It is not about the already created and warped discourses, it is about the people who can change how stories about them are being told. This is not a story of a complex political and cultural region but, rather, a story on people who are working in an effort to change their reality. These people do not use smuggled weapons or thread on the fragility of human life with no concern for its value whatsoever. No, these are the people whose rapport with beauty extends beyond simple aesthetics. They create in order to resist, rather than resist in order to destroy…
If one of the main characteristics of street art resides in the notions of embedding a certain message, of socio-cultural and even political nature, into the aesthetics of an art piece, then we can safely assume that the context of the artwork itself becomes a very important aspect of the work (read more in our article Why is Urban Art Inherently Postmodern?). The nature of certain affairs in a community becomes simultaneously the source and final purpose of street art creation. In this instance, street art can be a crucial way of expressing the need to fight against a dominant ideology. Through the power of symbolic resistance, art becomes more than a message of social commentary, more than an object of beauty, it becomes a certain way of communicating within a society (read more on this in our article Urban Art’s Symbols of Resistance). This is the activity which presents itself as an important instance within a context of social conflict. Although it is a grand generalization to mark the entirety of the cultural space of Middle East as a space of conflict, and thus characterize it through extreme eurocentrism, we shall try to look at the activities of those artists who create when faced with state oppression and burdens of social injustice…
When it comes to the urge to create, a street artist is faced with one particular instance. In that moment when the artist starts to create in an urban context, he or she becomes part of a solitary situation. Afterwards, the artist disappears, without being able to see or feel the first and direct reaction to the piece. This is especially true for those artists who create in a context where the illegality of graffiti borders with oppression. One man has felt this since the beginning of his journey as a street artist. A1one was one of the first people to start writing graffiti in the Islamic Republic of Iran. The artist had been arrested and held imprisoned on various occasions, and had even been in conflict with his peers, the very people who should have supported him.

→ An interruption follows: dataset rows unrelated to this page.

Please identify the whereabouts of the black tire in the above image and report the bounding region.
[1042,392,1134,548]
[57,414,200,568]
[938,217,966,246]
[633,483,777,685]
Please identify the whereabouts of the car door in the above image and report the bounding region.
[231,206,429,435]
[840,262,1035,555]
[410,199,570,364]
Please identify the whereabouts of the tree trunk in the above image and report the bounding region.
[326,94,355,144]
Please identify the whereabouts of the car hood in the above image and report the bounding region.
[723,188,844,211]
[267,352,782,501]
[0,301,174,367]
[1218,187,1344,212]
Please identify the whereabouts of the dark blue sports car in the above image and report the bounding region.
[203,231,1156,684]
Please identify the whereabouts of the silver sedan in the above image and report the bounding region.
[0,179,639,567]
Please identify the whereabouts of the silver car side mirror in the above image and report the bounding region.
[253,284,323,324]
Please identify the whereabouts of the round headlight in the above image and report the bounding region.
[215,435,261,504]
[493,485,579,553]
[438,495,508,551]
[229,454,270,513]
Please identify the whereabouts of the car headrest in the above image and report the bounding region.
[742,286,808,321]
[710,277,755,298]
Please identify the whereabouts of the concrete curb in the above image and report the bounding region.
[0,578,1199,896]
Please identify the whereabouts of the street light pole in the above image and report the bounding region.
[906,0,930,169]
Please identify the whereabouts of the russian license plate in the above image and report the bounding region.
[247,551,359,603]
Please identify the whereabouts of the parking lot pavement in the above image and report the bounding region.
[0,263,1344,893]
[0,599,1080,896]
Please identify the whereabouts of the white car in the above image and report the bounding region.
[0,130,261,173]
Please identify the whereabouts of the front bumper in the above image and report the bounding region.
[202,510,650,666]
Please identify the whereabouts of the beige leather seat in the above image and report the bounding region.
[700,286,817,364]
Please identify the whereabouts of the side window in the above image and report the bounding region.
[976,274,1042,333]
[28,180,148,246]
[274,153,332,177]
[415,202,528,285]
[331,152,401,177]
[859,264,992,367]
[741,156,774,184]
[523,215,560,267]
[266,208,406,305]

Despite all of this, the artist stayed focused on creating street art, articulating Persian calligraphy and Western graffiti style, with an effort to present his critique of the Iranian society. Fortunately, A1one is no longer alone…
One artist who is deeply connected to the cultural space of Middle East is certainly the Los Angeles-born and Tel Aviv-raised Know Hope. Interestingly, Know Hope has repeatedly said that he was not a political artist and that the intentions of his art do not lie in political activism. However, the artist’s goodhearted activities have shown that the messages of his puppet characters echo deeply in the minds of the public. With the inclusion in projects of social activism, such as WOW (read more in our article Wide Open Walls of Gambia), Know Hope sends an inherently political message of peace and fight against injustice.
Many a times, we were deliberating that one of the most important elements residing in the nature of street art can be identified as a strong need to influence the hegemonic nature of a context where an urban art piece resides (read more in Defining Street Art?). If street art defines itself through resisting the dominant or suppressive aspects of its surroundings, how does this battle look like in a society where some of the basic human rights are not respected? The Tehran artist Black Hand has tried to oppose some of the dominant discourses of the Iranian society through the only power a street artist has – subversive artwork. There have been many reactions, not even to mention the ones within the digital world, to the Black Hand’s street artwork depicting a woman in a football jersey of the Iranian team holding up, instead of a trophy, a bottle of dishwashing liquid. In the month of July, during the World Cup, this was a powerful message concerning the issue of forbidding women to enter football stadiums (read more about the artist in the article Black Hand of Tehran). As for the image depicting the auction of human organs, this is an art piece powerful enough to bring one of the most important issues of a society to the surface of public discourse.
There are numerous aspects to be considered when talking about issues such as the impact of bloody wars or, more recently, the Arab Spring, which took a part of the cultural space of Middle East by storm three or so years ago. These aspects are a complex mixture of cultural, social and political influences and should never be generalized through orientalistic notions of otherness. This is where the role of an artist must be crucial. A role which takes into consideration the cultural instance of a certain space (for an interesting view of paradigmatic activities by artists, read our article Walls of Freedom). When it comes to the role of art, and especially that which is created in public space, there is, perhaps, only one fight which is important – a fight for the freedom of expression. This is the only way to achieve a position to resist the oppressive forces of society. In the words of a great philosopher of our time, Edward Said: “Humanism is the only – I would go so far as saying the final – resistance we have against the inhuman practices and injustices that disfigure human history.”